O projeto, que se encontra na fase de busca de financiamento, inclui a aplicação de protocolos para a identificação de riscos psicossociais laborais, adaptados ao trabalho acadêmico e à situação da pandemia.
No RCGI, já foram realizados dois workshops em ambiente virtual sobre o tema da saúde mental depois do início da quarentena. O primeiro ocorreu em maio e o segundo, em julho, contou com a participação das pesquisadoras Olívia Pasqualeto, professora da Fundação Getúlio Vargas (FGV) e doutora em Direito do Trabalho e da Seguridade Social, e Carolina Spack Kemmelmeier, cuja tese de doutorado trata de violência psicológica e saúde do trabalhador. Um terceiro encontro deverá ser realizado ainda em agosto.
Desde setembro de 2019, Raíssa vinha atuando como voluntária no grupo de Health, Safety and Environment (HSE) — saúde, segurança e ambiente - dentro do RCGI, ao lado da psicóloga Karen Louise Mascarenhas, gestora de recursos humanos do centro, e do pesquisador iraniano Mahdi Tavakkolaghaeim, engenheiro e mestre em HSE. Com o surgimento da pandemia, o grupo voltou as suas atenções de maneira mais concentrada para a saúde mental. Entre algumas questões já identificadas nesse período de home office estão uma sobrecarga maior de trabalho, eventualmente com jornadas ampliadas para mais de 10 horas diárias, e a ausência ou redução de feedback por parte dos pares, fazendo com que os pesquisadores não percebam a valorização do próprio trabalho.

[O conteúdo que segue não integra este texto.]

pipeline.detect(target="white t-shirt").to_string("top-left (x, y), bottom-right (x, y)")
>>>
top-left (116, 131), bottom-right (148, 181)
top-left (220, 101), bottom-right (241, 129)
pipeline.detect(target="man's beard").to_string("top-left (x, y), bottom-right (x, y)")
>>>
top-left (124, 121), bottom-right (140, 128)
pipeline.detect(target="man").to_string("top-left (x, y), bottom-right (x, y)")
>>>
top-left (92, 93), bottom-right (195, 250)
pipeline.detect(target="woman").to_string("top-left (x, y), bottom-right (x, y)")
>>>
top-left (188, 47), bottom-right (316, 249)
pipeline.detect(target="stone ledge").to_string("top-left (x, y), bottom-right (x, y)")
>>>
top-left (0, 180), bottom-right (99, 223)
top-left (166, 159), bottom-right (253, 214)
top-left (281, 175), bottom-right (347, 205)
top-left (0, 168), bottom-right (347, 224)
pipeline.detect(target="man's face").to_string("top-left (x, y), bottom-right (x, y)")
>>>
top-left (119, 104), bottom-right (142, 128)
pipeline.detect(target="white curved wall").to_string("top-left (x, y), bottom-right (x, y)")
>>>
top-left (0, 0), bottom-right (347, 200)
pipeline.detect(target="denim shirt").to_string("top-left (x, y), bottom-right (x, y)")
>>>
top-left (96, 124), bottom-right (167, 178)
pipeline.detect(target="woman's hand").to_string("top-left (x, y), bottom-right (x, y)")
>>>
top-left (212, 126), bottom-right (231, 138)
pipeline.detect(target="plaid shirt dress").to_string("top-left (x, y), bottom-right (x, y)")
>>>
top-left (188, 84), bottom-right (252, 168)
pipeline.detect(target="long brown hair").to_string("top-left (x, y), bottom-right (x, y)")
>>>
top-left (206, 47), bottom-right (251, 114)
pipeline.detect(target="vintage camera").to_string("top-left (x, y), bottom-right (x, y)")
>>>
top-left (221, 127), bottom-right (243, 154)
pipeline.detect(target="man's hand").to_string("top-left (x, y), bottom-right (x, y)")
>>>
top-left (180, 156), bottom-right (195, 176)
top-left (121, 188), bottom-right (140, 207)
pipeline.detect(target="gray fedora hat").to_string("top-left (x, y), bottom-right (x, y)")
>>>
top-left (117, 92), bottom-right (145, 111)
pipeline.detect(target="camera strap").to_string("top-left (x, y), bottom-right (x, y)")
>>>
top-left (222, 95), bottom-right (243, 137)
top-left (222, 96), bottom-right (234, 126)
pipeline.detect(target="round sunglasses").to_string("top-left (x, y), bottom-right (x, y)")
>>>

Raíssa Mendes afirmou que, em alguns casos, medidas simples, como o estabelecimento de metas claras pelo gestor e de limites para o trabalho remoto (como, por exemplo, não responder e-mails a partir de um determinado horário), podem fazer uma grande diferença no bem-estar. "Mesmo para a entrega de resultados, é preciso ter uma padronização", afirma. Pelo lado dos pesquisadores que fazem a gestão de projetos, também foram identificadas questões como a ausência de treinamento durante a sua formação acadêmica justamente para serem gestores. Entre os objetivos do projeto está a promoção do diálogo entre os diferentes atores sociais da comunidade científica.

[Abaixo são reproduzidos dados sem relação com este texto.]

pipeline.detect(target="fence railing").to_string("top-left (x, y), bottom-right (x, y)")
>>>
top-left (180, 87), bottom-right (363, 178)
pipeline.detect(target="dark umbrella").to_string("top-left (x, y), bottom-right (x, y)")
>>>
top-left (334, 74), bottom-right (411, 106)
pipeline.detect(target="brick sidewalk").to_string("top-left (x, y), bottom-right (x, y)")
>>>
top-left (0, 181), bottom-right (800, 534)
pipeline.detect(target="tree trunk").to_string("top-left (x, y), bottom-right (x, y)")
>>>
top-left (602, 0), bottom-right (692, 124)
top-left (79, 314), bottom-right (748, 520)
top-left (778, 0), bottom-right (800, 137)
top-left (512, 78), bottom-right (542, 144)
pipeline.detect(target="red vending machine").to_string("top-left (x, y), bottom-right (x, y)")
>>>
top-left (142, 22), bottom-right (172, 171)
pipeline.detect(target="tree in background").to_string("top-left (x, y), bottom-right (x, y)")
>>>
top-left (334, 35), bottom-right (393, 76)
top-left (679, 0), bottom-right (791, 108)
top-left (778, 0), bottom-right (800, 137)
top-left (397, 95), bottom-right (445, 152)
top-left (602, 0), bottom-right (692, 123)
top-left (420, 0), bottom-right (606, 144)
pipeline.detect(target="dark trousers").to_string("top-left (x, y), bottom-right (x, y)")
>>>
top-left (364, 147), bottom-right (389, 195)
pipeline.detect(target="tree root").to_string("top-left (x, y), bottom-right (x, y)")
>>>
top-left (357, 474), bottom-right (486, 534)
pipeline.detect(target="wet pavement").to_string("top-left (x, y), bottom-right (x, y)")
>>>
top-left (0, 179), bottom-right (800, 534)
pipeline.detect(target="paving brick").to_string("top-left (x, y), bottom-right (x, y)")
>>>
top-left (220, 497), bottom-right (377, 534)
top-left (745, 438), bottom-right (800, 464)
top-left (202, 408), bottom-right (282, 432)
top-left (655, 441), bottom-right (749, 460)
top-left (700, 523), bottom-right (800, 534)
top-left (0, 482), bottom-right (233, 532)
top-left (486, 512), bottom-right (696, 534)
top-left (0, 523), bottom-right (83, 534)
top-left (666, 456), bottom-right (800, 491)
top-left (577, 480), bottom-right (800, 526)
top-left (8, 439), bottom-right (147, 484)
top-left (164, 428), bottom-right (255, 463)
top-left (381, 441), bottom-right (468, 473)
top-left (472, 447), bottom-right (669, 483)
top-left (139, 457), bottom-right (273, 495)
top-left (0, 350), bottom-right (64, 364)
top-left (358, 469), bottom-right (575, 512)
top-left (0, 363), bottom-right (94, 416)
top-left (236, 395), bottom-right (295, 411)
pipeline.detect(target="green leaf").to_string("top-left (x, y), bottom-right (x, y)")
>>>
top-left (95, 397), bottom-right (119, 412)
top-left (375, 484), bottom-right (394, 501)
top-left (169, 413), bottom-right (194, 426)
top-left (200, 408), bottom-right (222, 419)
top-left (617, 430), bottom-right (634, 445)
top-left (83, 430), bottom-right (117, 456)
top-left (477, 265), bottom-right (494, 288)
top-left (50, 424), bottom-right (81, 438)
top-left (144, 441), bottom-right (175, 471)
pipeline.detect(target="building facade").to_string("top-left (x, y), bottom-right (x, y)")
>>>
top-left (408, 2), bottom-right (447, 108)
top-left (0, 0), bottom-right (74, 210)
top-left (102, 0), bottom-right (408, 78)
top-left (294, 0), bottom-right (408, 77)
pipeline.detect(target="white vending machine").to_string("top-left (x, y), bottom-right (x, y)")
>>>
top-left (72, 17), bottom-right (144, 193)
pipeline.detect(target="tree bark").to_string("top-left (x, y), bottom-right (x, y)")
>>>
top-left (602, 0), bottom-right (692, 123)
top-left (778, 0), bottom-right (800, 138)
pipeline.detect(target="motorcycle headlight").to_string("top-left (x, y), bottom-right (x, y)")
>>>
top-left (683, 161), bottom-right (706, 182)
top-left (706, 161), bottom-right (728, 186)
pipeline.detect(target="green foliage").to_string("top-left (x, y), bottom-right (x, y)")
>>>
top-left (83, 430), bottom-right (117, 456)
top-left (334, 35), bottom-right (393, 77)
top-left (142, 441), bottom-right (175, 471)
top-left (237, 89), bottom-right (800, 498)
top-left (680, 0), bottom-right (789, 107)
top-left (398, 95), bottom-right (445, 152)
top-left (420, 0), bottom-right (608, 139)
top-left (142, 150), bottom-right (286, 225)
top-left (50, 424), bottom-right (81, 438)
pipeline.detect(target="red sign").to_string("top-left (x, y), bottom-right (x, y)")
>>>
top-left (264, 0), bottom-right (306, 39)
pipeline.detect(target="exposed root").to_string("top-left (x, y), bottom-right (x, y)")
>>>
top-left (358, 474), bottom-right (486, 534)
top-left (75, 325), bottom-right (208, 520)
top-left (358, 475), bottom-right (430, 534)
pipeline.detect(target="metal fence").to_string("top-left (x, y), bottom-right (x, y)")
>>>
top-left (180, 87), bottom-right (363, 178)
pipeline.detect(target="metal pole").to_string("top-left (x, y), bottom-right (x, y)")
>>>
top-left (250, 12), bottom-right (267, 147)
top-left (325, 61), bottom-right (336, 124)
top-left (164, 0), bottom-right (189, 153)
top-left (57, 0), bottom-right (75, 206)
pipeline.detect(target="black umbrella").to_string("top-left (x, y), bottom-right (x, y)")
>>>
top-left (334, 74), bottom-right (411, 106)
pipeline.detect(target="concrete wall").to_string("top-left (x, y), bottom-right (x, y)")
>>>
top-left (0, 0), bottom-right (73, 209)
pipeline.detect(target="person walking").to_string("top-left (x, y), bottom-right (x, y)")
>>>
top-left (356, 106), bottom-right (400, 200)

A volta do trabalho presencial, em particular aos mais de 20 laboratórios do RCGI, demanda uma atenção especial, segundo Raíssa. Principalmente porque é provável que, em setembro, seja feito um revezamento de trabalhadores e pesquisadores. "Estamos pedindo para evitar que os pesquisadores fiquem muito tempo sozinhos em ambientes confinados, com produtos inflamáveis ou de risco químico ou físico", diz, acrescentando que, quando isso for necessário, funcionários da administração deverão ser avisados. "É preciso ter esse cuidado, pois identificamos um risco maior em quem trabalha em laboratório."
Os protocolos deverão incluir ainda questões que afetam a saúde mental e não têm necessariamente relação com a pandemia, como assédio moral dentro do ambiente de trabalho. De acordo com Raíssa, esse tipo de violência nem sempre ocorre quando há uma diferença hierárquica e pode ser praticada pelos pares de determinado trabalhador ou pesquisador.

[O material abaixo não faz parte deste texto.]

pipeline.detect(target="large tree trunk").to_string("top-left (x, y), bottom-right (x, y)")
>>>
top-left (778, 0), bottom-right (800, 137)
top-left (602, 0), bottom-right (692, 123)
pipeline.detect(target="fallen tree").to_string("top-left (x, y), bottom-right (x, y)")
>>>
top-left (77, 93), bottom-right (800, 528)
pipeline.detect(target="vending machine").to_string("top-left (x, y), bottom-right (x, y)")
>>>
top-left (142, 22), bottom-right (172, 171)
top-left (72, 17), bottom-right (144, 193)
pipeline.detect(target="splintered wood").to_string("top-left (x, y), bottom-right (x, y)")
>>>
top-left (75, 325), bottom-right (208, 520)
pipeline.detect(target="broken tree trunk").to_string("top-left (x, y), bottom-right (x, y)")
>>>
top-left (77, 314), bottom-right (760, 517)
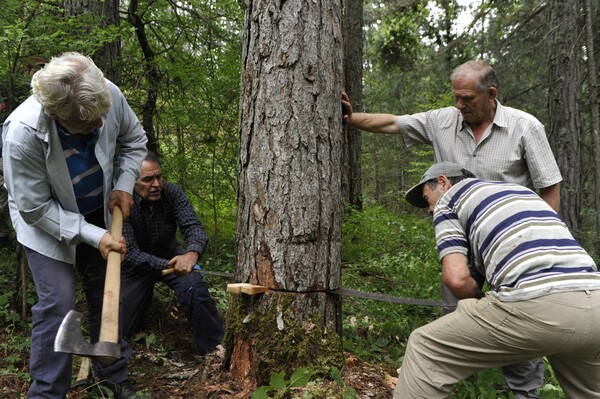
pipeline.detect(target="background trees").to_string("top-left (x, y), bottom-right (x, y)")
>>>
top-left (0, 0), bottom-right (600, 396)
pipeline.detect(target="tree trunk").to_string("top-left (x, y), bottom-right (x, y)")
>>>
top-left (584, 0), bottom-right (600, 254)
top-left (342, 0), bottom-right (364, 209)
top-left (227, 0), bottom-right (343, 384)
top-left (548, 0), bottom-right (581, 238)
top-left (127, 0), bottom-right (162, 153)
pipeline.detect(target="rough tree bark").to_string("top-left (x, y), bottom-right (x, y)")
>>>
top-left (127, 0), bottom-right (162, 153)
top-left (584, 0), bottom-right (600, 254)
top-left (342, 0), bottom-right (364, 209)
top-left (226, 0), bottom-right (343, 384)
top-left (548, 0), bottom-right (581, 237)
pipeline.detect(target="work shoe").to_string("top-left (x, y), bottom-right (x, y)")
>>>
top-left (105, 380), bottom-right (153, 399)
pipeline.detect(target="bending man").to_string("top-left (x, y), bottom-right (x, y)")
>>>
top-left (342, 61), bottom-right (562, 399)
top-left (394, 162), bottom-right (600, 399)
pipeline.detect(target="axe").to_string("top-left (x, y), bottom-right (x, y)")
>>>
top-left (54, 206), bottom-right (123, 364)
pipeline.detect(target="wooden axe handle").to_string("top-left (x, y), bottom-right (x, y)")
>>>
top-left (99, 205), bottom-right (123, 343)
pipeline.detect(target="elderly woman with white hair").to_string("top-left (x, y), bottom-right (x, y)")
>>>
top-left (2, 53), bottom-right (147, 399)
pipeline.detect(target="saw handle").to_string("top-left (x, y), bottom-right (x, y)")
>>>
top-left (98, 205), bottom-right (123, 343)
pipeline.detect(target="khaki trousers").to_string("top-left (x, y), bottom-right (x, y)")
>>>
top-left (394, 291), bottom-right (600, 399)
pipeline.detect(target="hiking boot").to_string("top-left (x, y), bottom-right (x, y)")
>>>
top-left (106, 380), bottom-right (153, 399)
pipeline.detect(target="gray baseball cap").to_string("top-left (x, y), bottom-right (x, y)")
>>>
top-left (404, 162), bottom-right (464, 208)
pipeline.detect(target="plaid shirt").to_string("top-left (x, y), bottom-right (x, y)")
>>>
top-left (123, 183), bottom-right (208, 269)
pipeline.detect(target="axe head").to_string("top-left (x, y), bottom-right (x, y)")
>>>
top-left (54, 310), bottom-right (121, 364)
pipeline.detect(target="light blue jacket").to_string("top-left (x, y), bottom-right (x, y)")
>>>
top-left (2, 81), bottom-right (147, 263)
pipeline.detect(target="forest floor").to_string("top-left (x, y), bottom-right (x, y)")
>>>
top-left (0, 294), bottom-right (404, 399)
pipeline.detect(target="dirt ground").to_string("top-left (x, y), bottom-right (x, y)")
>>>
top-left (0, 298), bottom-right (394, 399)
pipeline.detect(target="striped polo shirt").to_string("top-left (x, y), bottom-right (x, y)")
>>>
top-left (433, 179), bottom-right (600, 301)
top-left (56, 123), bottom-right (104, 215)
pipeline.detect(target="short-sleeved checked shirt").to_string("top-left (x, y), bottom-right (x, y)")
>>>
top-left (396, 101), bottom-right (562, 189)
top-left (123, 183), bottom-right (208, 269)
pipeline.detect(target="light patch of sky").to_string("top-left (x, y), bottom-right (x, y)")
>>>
top-left (427, 0), bottom-right (479, 35)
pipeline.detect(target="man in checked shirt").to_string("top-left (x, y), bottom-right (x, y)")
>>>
top-left (342, 60), bottom-right (562, 399)
top-left (121, 152), bottom-right (224, 355)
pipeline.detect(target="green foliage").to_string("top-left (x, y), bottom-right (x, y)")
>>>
top-left (331, 367), bottom-right (357, 399)
top-left (252, 367), bottom-right (312, 399)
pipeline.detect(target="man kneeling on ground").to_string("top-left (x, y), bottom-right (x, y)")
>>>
top-left (121, 152), bottom-right (224, 355)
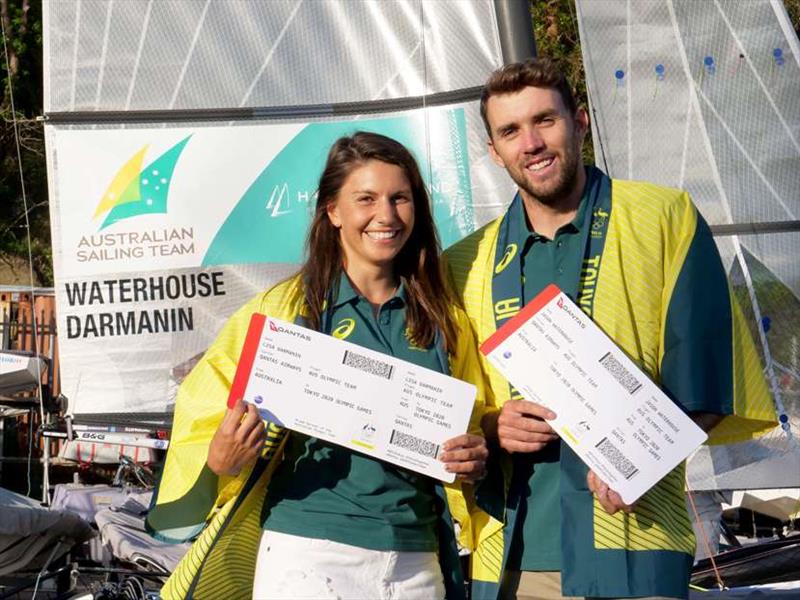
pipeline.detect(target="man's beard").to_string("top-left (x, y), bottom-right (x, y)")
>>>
top-left (512, 146), bottom-right (580, 206)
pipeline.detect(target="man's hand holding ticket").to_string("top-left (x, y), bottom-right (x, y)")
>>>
top-left (481, 285), bottom-right (706, 504)
top-left (228, 314), bottom-right (476, 482)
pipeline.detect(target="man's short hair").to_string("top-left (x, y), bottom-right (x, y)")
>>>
top-left (481, 57), bottom-right (578, 139)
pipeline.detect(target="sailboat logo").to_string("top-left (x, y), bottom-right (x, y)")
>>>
top-left (92, 135), bottom-right (192, 230)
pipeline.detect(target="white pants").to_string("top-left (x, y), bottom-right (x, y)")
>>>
top-left (253, 531), bottom-right (444, 600)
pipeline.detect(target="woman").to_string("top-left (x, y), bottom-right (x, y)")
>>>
top-left (148, 132), bottom-right (487, 598)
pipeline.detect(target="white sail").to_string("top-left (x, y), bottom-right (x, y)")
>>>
top-left (577, 0), bottom-right (800, 489)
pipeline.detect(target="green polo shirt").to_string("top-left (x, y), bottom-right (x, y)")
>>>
top-left (264, 275), bottom-right (442, 552)
top-left (508, 185), bottom-right (593, 571)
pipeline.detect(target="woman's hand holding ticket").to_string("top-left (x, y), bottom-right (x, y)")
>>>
top-left (206, 400), bottom-right (266, 475)
top-left (439, 433), bottom-right (489, 481)
top-left (497, 400), bottom-right (558, 452)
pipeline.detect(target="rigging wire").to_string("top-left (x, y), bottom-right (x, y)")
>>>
top-left (419, 0), bottom-right (432, 225)
top-left (0, 8), bottom-right (49, 498)
top-left (686, 488), bottom-right (728, 590)
top-left (567, 2), bottom-right (611, 177)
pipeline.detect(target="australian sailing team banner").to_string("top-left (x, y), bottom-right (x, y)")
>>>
top-left (47, 108), bottom-right (474, 421)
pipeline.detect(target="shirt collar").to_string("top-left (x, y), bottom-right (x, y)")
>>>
top-left (333, 271), bottom-right (407, 309)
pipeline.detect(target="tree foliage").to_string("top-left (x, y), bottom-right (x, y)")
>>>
top-left (0, 0), bottom-right (48, 285)
top-left (0, 0), bottom-right (800, 285)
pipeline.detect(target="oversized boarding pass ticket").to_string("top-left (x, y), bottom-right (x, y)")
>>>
top-left (481, 285), bottom-right (707, 504)
top-left (228, 314), bottom-right (476, 482)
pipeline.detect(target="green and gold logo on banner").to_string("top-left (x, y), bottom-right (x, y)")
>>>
top-left (92, 136), bottom-right (192, 230)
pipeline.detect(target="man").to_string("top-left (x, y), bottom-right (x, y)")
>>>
top-left (446, 59), bottom-right (774, 600)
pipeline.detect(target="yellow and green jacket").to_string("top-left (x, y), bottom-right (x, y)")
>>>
top-left (445, 180), bottom-right (775, 599)
top-left (146, 276), bottom-right (489, 600)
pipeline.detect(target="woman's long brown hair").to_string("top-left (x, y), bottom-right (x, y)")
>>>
top-left (301, 131), bottom-right (457, 352)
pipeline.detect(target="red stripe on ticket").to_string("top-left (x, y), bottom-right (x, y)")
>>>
top-left (228, 313), bottom-right (267, 408)
top-left (481, 283), bottom-right (561, 356)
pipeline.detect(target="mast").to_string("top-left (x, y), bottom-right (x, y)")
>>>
top-left (494, 0), bottom-right (536, 64)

O diretor científico do RCGI, professor Júlio Meneghini, será o pesquisador responsável pelo projeto. Uma das preocupações é impedir a desaceleração do ciclo de desenvolvimento científico do país e minimizar as influências adversas da covid-19, uma vez que a saúde mental é fundamental para que o indivíduo realize suas habilidades, lide com o estresse normal da vida, trabalhe produtivamente e contribua com a comunidade.